Trump arrives in court for hearing in Stormy Daniels hush-money case
Donald Trump walked into a Manhattan courtroom on Monday morning for a hearing on his hush-money criminal case.

Trump, wearing a navy suit, red tie, and white shirt, entered the courtroom at 958am, without much of an expression on his face. Right before entering the room, the former US president railed about the case, saying in the courthouse hall: “This is a witch-hunt and a hoax.”

While the ex-presidents’s trial involving the adult film star Stormy Daniels was originally scheduled to start this morning, Monday’s proceedings will weigh Trump’s recent receipt of more than 100,000 pages of discovery documents just weeks before his trial’s scheduled commencement.

Related: Risk of more delay hovers over Trump hush-money case hearing

Trump’s lawyers had asked Judge Juan Merchan to delay the trial at least 90 days, or dismiss it, over what they called “violations” in the discovery process – that is, they claim Manhattan state prosecutors did not follow legal requirements to disclose evidence to them in a timely manner.

The office of the Manhattan district attorney, Alvin Bragg, which agreed to a month-long postponement so that the presumptive Republican presidential nominee can review the documents, insists that still more postponement is not necessary.

The prosecutors contend that they had followed with discovery law, determined that the minimal amount of relevant documents were “inculpatory” and that Trump’s lawyers were responsible for the delay.

The documents related to federal prosecutors’ investigation of Michael Cohen, Trump’s onetime consigliere turned prosecution witness.

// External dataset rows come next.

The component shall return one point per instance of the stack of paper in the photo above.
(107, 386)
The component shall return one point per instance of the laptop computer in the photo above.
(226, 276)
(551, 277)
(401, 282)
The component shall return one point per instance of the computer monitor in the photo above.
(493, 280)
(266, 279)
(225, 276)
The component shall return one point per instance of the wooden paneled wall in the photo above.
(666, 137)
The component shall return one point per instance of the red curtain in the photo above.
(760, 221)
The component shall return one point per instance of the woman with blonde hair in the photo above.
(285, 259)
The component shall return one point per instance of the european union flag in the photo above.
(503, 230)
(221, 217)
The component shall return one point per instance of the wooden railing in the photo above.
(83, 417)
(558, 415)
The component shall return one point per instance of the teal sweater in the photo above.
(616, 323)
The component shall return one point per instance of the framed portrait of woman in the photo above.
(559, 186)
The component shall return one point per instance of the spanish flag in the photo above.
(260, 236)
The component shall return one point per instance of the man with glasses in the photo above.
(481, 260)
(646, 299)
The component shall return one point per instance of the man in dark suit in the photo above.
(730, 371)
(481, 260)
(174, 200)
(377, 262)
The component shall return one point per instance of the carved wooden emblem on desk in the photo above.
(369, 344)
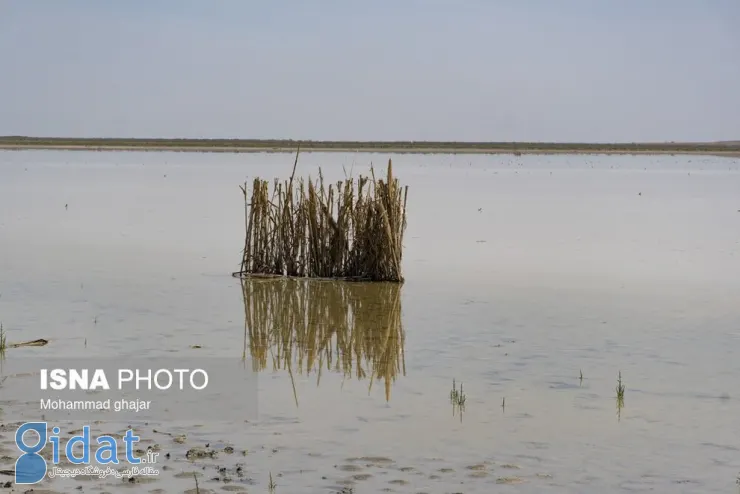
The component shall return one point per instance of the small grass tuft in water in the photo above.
(457, 398)
(3, 340)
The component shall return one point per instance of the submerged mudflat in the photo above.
(533, 281)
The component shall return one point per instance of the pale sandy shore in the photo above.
(731, 153)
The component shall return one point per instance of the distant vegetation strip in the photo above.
(278, 145)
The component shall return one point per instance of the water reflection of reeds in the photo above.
(307, 326)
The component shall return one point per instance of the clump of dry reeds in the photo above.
(309, 325)
(352, 229)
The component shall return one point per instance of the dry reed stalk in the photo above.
(351, 328)
(351, 230)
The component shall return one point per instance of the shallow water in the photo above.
(522, 273)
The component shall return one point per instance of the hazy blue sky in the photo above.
(543, 70)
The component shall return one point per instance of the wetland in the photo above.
(568, 323)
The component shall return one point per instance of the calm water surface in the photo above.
(522, 273)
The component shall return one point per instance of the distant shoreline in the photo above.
(729, 149)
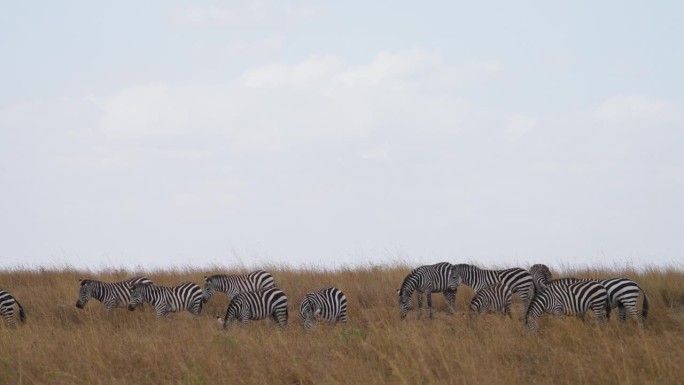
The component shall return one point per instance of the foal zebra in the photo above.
(184, 296)
(330, 304)
(492, 299)
(440, 277)
(518, 280)
(234, 284)
(112, 295)
(257, 305)
(568, 299)
(623, 293)
(7, 302)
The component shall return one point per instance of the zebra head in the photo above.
(308, 311)
(84, 293)
(209, 289)
(138, 294)
(235, 308)
(541, 275)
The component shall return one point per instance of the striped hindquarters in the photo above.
(329, 304)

Several US attorneys offices had the documents in question, not the Manhattan DA. Manhattan state prosecutors had turned over many documents from Cohen’s federal proceedings to Trump’s team; the disclosures relate to some documents that had not been given to Bragg’s office.

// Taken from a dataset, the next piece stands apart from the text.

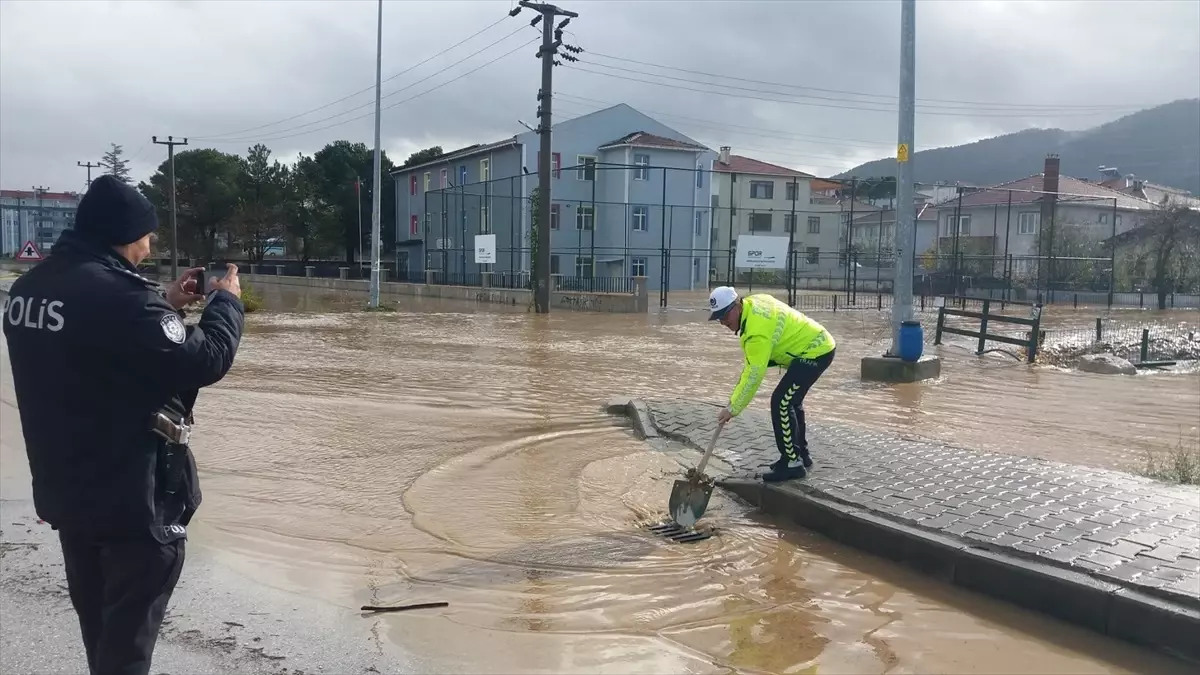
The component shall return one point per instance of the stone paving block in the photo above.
(1099, 523)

Trump, prosecutors said, shuffled hundreds of thousands of dollars to Cohen as part of his effort to cover up allegations of extramarital affairs, and then listed the payouts as legal costs in his business records. In April 2023, prosecutors charged Trump with 34 counts of falsifying business records, a class E felony.

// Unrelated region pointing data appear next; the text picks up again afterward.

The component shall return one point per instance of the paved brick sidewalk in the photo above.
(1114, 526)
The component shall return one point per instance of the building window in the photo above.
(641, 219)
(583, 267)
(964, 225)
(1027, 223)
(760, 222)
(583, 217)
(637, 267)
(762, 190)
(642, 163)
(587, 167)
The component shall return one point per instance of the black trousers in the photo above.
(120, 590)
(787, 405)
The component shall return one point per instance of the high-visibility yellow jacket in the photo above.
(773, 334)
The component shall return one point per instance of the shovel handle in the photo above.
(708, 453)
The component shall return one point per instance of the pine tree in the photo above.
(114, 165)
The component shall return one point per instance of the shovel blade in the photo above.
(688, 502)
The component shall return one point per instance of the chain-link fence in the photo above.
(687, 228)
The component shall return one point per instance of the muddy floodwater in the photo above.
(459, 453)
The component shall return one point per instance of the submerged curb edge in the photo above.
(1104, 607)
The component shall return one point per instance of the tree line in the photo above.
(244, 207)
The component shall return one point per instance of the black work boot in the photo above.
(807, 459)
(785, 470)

Bragg’s office said that Cohen paid $130,000 to Daniels and coordinated with the National Enquirer’s publisher to give the former Playboy model Karen McDougal $150,000, to thwart their accounts of sexual encounters with Trump, which he denies. Trump’s namesake company then repaid Cohen $420,000 in a handful of installments, prosecutors said.

Trump’s camp is crying foul over having just recently receiving these documents.

“The People have engaged in widespread misconduct as part of a desperate effort to improve their position at the potential trial on the false and unsupported charges in the Indictment,” Trump’s lawyers argued in court filings.

They insist that these documents, which were generated during Manhattan federal prosecutors’ investigation into hush-money payments, included “reports relating to statements by Cohen that are exculpatory and favorable to the defense”.

Prosecutors wrote in court papers that Trump’s lawyers waited until January to make requests for additional Michael Cohen-related documents from federal prosecutors, writing: “The belated nature of the recent USAO productions is entirely a result of defendant’s own inexplicable and strategic delay in identifying perceived deficiencies.”